Operating System’s Handling of Sample Rates
http://www.acourate.com/OperatingSystemsHandlingOfSampleRates.pdf
As computer based audio begins to gain popularity in the audiophile world, more and more questions arise over what happens to audio as it goes into, and comes out of a PC. This report is intended to throw some light on the various concepts that are often bandied about, how these affect the final audio output, areas to beware of, and how some popular playback schemes address the various options.
Mixers
Windows XP, Vista and OSX all contain by necessity a conceptual mixer. The OS (Operating System) is designed such that multiple applications can each access an audio device concurrently – for example, the user is playing some music via his media player, and he receives an e‐mail. The media player has control of the audio device, but the e‐mail pplication wants to sound an alarm bell. In this case, neither application knows about the other, so the mixer is in charge of mixing the two sounds together and supplying them to the output device. To do this, it may have to sample rate convert one of the sounds, and adjust the volume of both of them to prevent clipping. For most applications, this works very well – the user playing back his MP3s hears the alarm bell mixed in when his e‐mail comes in. However, to do this the mixer may make choices which may be unacceptable to an audiophile.

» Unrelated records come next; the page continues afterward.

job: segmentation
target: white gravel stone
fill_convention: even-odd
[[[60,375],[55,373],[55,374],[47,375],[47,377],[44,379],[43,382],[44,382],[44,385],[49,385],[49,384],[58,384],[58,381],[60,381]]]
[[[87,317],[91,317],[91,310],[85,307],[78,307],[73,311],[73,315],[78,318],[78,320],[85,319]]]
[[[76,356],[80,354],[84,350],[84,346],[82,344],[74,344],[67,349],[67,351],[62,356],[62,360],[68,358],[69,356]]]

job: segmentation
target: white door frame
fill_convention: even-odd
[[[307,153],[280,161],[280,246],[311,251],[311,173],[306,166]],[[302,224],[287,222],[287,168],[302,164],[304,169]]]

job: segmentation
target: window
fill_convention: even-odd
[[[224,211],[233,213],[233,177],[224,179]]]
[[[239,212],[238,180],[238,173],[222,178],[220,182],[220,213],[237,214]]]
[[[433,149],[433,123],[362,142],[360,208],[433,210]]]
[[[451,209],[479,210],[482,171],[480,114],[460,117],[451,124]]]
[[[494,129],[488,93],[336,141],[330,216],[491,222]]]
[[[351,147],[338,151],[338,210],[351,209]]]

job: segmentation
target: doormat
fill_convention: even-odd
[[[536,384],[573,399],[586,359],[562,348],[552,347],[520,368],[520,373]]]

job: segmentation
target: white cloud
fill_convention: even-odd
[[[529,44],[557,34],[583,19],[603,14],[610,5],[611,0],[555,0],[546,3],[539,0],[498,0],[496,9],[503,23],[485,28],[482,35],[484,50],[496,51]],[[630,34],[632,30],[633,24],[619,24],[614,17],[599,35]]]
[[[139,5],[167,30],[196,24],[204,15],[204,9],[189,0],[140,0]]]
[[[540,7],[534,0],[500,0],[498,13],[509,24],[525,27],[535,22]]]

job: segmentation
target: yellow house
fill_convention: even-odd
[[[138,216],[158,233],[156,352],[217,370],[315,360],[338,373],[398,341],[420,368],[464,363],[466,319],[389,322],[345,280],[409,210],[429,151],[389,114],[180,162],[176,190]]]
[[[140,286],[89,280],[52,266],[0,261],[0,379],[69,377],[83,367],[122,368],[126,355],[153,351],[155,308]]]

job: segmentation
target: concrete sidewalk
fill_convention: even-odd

Firstly, most audiophile users will want to listen to only the music, and not be distracted by random sounds. Secondly, any volume control will alter the bits output to the audio device, possibly losing resolution. Thirdly, if the mixer decides to sample rate convert the music, rather than for instance system sounds, then his audio will be unnecessarily degraded.
Sample Rates
Digital audio is represented by a set of samples. In a single track, each sample is the same size resolution (number of bits), and the same space apart in time (sample rate). Hence, if a track is encoded at 16/44.1, this means that the amplitude of each sample is encoded as 16 bits of binary data (‐32,768 to +32,767), and there are exactly 44,100 of these samples every second. Due to the fact that a PC may contain many tracks in many different sample rates, and more than one can potentially be played at one time, the OS’s must have a scheme to deal with this, which can involve sample rate conversion.
OSX
OSX uses a “fixed” output sample rate (set by the Audio Midi panel in “Utilities”). The user sets this, and OSX re‐samples everything to match this rate.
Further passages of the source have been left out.